Syllabus
Logistical information
CS 6241, Spring 2021: Numerical Methods for Data Science
Lecture time: TR 2:45-4:00
Lecture location: Zoom
Prof: David Bindel
Email: bindel@cornell.edu
OH: Mon 2-4, Fri 12:30-1:30 or 2:00-3:00, or by appointment.
TA: Xinran Zhu
Email: xz584@cornell.edu
OH: Thu 10:00-12:00.
Course description
This is a graduate level course on numerical methods prominent in modern data analysis and machine learning. Students must have a strong grounding in linear algebra and probability as well as sufficient mathematical maturity. Prior experience with numerical methods at the level of CS 4210/4220 or CS 6210/6220 will be highly useful, though not strictly required. The course will consist of six units of about two weeks each:
- Least squares and regression
- Low-rank factorizations for matrix and tensor data
- Low-dimensional structure in function approximation
- Kernel interpolation and Gaussian processes
- Numerical methods for graph data analysis
- Methods for learning models of dynamics
We will pay particular attention throughout to sparsity, rank structure, and spectral behavior of underlying linear algebra problems; convergence behavior and “regularization via iteration” effects for standard solvers; and comparisons between numerical methods for data analysis with large-scale numerical methods used in other areas of science and engineering.
Course work
Notes and readings will be posted on the course web page. We recommend reading the notes prior to the meeting.

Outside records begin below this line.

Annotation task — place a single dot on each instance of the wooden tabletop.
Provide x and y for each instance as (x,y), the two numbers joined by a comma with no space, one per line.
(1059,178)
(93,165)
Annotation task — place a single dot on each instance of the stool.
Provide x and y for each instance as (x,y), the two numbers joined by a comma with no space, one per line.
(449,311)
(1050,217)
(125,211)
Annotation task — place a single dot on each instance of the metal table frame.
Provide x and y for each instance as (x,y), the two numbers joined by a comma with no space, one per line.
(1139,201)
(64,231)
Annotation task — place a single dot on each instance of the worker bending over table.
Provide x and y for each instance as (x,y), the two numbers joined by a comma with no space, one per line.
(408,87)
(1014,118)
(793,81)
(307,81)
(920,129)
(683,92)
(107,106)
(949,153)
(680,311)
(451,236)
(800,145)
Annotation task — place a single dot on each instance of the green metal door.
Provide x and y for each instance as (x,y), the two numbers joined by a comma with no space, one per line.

Class meetings will typically consist of an ice-breaker, open question, or group quiz, followed by lecture and full-class discussion. We will try to reserve part of the time for small-group work involving either paper discussions or working through a Jupyter notebook.

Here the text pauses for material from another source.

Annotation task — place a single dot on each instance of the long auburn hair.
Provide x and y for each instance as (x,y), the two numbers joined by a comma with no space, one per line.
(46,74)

Other than activities to help students keep on track with the readings, the main course activity will be a course research project.
Course technology
The public course web page will be used for all activities that can readily be shared with the world. Otherwise, we will use Canvas for assignments, together with integrations for discussion (Ed Discussion) and social annotation of the reading (Hypothes.is). We will use Jupyter notebooks and the Julia programming language for in-class exercises; these can be run locally on your machine or via Google Colab.
Course policies
Grading
Graded work will be 50% a term research project, 45% participation, and 5% course feedback and evaluations. On a 200 point scale, this will consist of:
Research project
After an initial reaction paper (done individually), students will work in groups of 1-3 on a term-length research project. Part of the credit will involve participating in peer review of contributions from two other groups. The parts of this project will include:
- Reaction paper involving reading and critique of at least two papers - 10 points
- Project proposal for 1-3 people, including pointers to related work and a plan for how team members will work together - 10 points
- Short progress report - 5 points
- Draft report - 10 points
- Peer review of two other draft reports - 10 points each
- Final report - 40 points
Participation and feedback
After the first lecture where we lay out this syllabus, there will be 25 additional lectures. We ask for 90 points of “participation work,” defined as
- Participating in a class opening activity or quiz (1 point)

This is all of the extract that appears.